Un rapport intitulé Generative AI and Jobs: A Refined Global Index of Occupational Exposure dévoile les conséquences de l’essor rapide de l’intelligence artificielle générative (GenAI) sur le monde du travail. Contrairement aux inquiétudes largement diffusées, il semblerait que moins de métiers disparaissent et plus se transforment au cours de cette période de changement technologique. Ce document met en évidence qu’environ 25 % des emplois à l’échelle mondiale sont susceptibles d’être affectés par cette technologie, ce qui appelle à une adaptation proactive des compétences parmi les travailleurs.
Le rapport de l’Organisation internationale du travail (OIT) et du NASK, à travers un nouvel indice d’exposition, analyse près de 30 000 tâches professionnelles. Les résultats indiquent que le potentiel d’automatisation par la GenAI pourrait toucher 25 % des emplois mondiaux, avec une concentration particulière dans les pays à revenu élevé où ce taux monte à 34 %. Cela témoigne d’une nécessité urgente pour les gouvernements et les entreprises de se pencher sur les métiers qui sont à risque et d’adopter des stratégies adéquates pour gérer cette transformation.

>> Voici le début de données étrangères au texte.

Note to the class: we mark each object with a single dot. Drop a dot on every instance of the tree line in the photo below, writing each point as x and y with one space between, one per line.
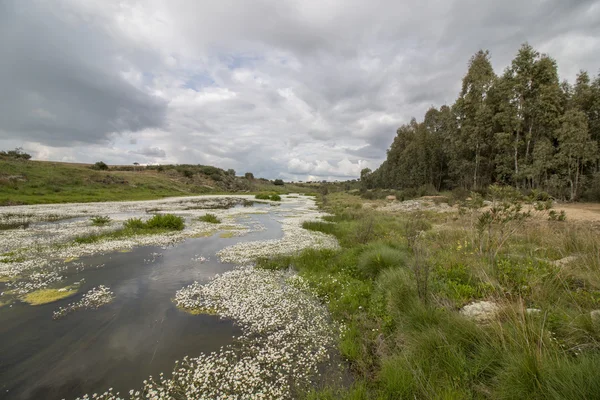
524 128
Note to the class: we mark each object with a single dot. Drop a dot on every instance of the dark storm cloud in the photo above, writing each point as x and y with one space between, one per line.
60 82
280 88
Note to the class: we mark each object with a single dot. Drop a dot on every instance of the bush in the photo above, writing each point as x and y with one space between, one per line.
380 257
17 153
100 166
134 223
166 221
211 218
100 221
159 221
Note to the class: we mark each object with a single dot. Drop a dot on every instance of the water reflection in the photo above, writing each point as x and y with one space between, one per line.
119 345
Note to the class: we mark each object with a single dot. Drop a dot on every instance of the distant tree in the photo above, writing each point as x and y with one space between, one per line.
575 150
100 165
17 153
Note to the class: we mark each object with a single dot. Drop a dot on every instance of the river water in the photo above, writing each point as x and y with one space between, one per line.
140 334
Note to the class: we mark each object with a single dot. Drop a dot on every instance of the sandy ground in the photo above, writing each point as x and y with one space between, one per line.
583 212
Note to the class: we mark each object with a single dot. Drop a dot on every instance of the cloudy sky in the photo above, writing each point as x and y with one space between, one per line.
297 89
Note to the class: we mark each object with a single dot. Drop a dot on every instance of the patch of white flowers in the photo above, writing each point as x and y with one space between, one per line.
295 239
94 298
286 337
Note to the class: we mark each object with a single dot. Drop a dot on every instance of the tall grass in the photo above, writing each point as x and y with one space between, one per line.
400 345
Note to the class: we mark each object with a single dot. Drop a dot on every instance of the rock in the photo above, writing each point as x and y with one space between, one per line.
481 311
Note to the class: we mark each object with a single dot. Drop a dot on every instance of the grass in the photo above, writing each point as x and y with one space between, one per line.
210 218
100 220
45 296
399 280
42 182
159 223
268 196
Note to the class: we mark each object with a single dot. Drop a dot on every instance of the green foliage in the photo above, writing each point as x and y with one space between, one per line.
100 220
165 221
134 223
268 196
379 257
18 154
100 166
523 128
211 218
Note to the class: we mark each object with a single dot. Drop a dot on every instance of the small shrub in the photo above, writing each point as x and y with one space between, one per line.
210 218
380 257
100 220
134 223
100 166
166 221
555 216
320 226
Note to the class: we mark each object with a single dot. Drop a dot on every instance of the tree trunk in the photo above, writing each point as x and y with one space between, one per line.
516 159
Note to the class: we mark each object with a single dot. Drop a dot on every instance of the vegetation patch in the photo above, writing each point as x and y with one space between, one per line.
100 220
159 223
45 296
210 218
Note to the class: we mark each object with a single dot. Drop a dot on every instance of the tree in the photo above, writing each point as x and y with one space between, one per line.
100 165
575 149
472 144
18 153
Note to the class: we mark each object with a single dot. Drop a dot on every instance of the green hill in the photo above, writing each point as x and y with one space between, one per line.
40 182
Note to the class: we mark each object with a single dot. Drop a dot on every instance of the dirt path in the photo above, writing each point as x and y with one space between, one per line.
589 212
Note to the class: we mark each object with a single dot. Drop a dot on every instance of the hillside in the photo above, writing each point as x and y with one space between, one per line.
42 182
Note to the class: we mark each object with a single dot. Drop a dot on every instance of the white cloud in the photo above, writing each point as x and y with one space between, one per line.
283 89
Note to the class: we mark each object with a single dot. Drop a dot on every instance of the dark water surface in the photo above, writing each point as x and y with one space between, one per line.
141 333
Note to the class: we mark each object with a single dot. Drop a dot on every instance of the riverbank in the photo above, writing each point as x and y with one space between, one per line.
459 304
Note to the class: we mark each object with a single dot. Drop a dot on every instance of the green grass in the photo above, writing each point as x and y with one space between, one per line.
405 340
158 224
45 296
210 218
41 182
268 196
100 220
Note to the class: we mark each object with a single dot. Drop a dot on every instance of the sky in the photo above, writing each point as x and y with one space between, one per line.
292 89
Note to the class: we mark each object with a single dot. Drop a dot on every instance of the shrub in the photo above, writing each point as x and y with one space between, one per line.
165 221
134 223
17 153
380 257
100 220
211 218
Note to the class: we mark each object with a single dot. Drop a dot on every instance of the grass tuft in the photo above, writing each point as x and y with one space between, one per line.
210 218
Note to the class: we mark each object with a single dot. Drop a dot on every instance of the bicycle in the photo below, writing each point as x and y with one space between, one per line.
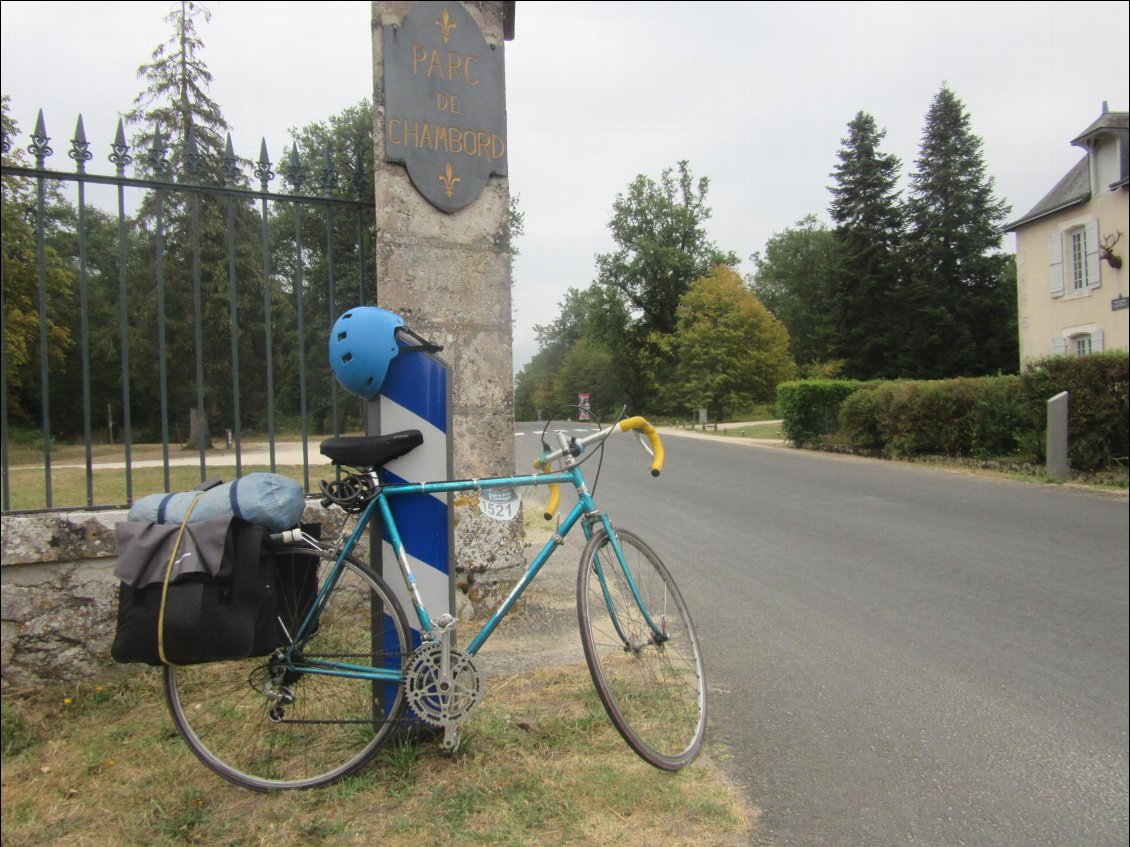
329 698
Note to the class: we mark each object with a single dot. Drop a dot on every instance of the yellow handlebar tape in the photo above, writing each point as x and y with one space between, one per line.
555 494
648 429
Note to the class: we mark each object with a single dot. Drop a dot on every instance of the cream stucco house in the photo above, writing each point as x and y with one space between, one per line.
1071 252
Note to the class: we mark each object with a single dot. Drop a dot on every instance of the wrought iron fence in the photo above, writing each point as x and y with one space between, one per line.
182 305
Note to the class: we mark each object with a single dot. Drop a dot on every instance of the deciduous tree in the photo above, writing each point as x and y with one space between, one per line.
729 350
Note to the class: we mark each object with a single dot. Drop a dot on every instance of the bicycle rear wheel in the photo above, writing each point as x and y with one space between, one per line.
652 686
266 725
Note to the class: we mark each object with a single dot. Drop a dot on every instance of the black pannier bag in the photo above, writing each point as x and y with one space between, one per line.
222 600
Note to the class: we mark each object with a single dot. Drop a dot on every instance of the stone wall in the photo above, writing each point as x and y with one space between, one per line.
59 595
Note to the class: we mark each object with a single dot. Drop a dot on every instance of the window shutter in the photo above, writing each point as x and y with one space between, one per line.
1055 264
1094 278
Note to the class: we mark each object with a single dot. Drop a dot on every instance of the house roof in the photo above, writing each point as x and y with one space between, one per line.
1107 123
1072 189
1075 188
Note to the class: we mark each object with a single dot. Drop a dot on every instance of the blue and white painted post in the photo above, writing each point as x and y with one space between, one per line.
416 394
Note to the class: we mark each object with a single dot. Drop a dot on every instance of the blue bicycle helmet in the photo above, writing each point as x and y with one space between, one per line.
363 342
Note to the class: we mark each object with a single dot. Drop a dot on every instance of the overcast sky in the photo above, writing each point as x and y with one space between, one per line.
755 96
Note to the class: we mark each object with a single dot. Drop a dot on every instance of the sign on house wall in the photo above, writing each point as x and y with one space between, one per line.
445 104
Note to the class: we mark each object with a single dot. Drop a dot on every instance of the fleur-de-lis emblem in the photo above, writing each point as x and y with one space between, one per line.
445 25
449 180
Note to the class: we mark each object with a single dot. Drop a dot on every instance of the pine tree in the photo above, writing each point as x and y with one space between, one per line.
965 310
183 136
867 287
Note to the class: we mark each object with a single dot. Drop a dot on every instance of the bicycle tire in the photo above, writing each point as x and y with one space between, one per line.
654 693
332 726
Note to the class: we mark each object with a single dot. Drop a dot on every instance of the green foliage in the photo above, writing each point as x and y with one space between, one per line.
950 417
914 288
1098 433
729 350
22 210
959 289
793 279
810 408
589 367
660 232
628 314
866 302
15 732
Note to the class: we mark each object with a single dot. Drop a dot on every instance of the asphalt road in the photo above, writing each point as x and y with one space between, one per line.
897 655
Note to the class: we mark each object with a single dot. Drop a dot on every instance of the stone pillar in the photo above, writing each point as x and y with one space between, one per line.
449 274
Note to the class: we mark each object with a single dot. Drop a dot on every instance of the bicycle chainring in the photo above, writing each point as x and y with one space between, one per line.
436 703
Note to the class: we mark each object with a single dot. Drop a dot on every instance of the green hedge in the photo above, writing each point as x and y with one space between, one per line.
810 408
968 417
981 417
1098 431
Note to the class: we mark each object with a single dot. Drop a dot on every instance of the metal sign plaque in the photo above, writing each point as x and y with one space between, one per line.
444 104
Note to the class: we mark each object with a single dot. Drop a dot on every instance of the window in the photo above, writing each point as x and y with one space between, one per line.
1078 341
1077 241
1072 267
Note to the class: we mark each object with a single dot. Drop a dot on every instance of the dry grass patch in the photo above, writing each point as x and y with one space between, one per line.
540 765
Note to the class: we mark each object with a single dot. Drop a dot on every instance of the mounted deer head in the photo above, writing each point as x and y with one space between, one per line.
1106 250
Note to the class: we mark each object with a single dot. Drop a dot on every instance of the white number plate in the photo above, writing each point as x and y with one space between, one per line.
500 504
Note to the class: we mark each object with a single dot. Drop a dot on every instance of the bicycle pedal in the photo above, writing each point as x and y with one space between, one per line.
451 738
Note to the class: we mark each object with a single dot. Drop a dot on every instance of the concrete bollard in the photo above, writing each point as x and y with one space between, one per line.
1057 437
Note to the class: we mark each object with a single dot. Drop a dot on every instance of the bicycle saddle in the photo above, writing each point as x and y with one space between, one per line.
371 451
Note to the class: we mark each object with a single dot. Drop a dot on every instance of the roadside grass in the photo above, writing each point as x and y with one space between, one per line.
768 430
69 488
540 765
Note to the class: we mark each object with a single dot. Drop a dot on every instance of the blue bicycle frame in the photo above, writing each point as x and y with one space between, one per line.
381 504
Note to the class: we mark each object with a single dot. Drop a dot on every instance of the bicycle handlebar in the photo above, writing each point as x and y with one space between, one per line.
657 445
544 462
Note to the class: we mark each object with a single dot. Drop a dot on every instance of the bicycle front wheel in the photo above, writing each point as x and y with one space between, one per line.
268 724
641 649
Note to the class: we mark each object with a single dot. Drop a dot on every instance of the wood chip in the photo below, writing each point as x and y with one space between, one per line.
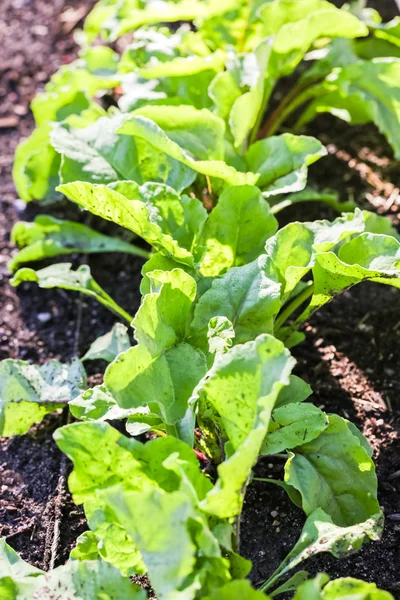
6 122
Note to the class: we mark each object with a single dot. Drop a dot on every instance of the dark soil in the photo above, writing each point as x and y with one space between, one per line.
350 356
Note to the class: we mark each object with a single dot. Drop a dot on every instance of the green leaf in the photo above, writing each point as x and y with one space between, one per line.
248 296
13 567
354 589
282 162
86 547
313 467
97 154
220 334
138 209
29 392
237 590
166 12
236 230
162 371
297 391
362 93
60 275
97 404
304 23
243 386
86 580
103 458
246 109
320 534
292 251
124 461
108 346
47 237
293 425
369 256
36 164
192 137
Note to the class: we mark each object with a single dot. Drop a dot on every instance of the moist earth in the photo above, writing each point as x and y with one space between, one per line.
349 357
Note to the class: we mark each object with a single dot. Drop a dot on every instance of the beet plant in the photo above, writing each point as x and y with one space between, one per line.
186 163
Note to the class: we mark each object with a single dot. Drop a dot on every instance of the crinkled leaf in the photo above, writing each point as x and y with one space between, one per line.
98 404
237 590
248 296
321 534
369 256
297 391
138 209
29 392
354 589
300 31
293 249
364 92
78 579
108 346
47 237
61 275
98 154
246 108
220 334
293 425
236 230
243 386
36 164
192 137
163 369
282 162
313 467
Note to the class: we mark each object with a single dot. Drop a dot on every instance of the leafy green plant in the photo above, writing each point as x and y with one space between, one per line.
227 69
186 160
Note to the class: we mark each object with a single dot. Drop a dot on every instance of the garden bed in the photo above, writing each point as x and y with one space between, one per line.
350 357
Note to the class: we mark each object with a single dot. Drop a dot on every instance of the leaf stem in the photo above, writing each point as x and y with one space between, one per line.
254 134
293 306
297 97
109 303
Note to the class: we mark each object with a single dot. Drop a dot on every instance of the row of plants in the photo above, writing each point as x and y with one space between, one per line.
186 159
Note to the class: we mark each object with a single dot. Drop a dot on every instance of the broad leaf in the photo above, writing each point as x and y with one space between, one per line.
108 346
248 296
320 534
236 230
47 237
36 164
282 162
313 468
60 275
140 209
293 425
243 386
163 369
76 579
246 108
97 404
29 392
297 391
364 92
161 464
98 154
194 138
237 590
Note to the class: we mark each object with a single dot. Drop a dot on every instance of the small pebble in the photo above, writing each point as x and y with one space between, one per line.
44 317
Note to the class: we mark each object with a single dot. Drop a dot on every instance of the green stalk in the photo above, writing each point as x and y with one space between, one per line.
254 134
293 306
286 108
115 308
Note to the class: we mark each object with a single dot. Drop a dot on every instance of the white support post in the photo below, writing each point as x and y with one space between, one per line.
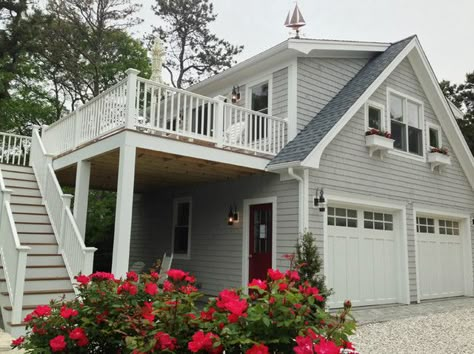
66 204
81 195
123 211
219 122
131 110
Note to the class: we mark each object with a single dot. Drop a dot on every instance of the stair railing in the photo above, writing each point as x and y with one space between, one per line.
77 257
13 254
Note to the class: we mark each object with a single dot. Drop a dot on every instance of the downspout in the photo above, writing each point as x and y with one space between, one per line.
302 184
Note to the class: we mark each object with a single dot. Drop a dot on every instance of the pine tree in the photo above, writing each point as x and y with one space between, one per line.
193 51
308 263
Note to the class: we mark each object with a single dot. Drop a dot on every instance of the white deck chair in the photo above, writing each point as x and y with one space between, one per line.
137 267
234 134
165 266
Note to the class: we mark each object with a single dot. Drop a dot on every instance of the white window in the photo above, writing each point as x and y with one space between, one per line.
342 217
260 97
374 116
448 227
378 221
425 225
182 227
434 136
406 119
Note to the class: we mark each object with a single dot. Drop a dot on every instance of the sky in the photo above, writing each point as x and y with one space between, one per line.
444 27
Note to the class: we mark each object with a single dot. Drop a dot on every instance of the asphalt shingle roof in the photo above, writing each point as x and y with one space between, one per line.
302 145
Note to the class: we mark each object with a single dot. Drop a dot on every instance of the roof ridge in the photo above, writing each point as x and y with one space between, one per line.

Des emplois transformés, mais rarement supprimés
Un point central du rapport souligne que la véritable menace réside moins dans la disparition pure et simple des postes que dans leur transformation. Alors que certaines tâches deviendront plus efficaces grâce aux outils d’IA, beaucoup exigeront encore une supervision humaine. Cela indique que la GenAI pourrait agir comme un complément aux travailleurs plutôt qu’un remplacement direct, surtout dans les secteurs déjà en train d’adopter la transition numérique.
Un focus sur les disparités entre les genres
Le rapport met également en lumière des disparités de genre notables. Dans les pays industrialisés, il est révélé que les emplois occupés par des femmes sont trois fois plus exposés à l’automatisation que ceux des hommes. Cela s’explique en partie par la concentration des femmes dans des postes administratifs et de bureau, souvent plus susceptibles d’être affectés par la GenAI. De plus, des professions bien au-delà des tâches routinières, incluant les secteurs du logiciel, des médias et des finances, sont également identifiées comme étant à risque.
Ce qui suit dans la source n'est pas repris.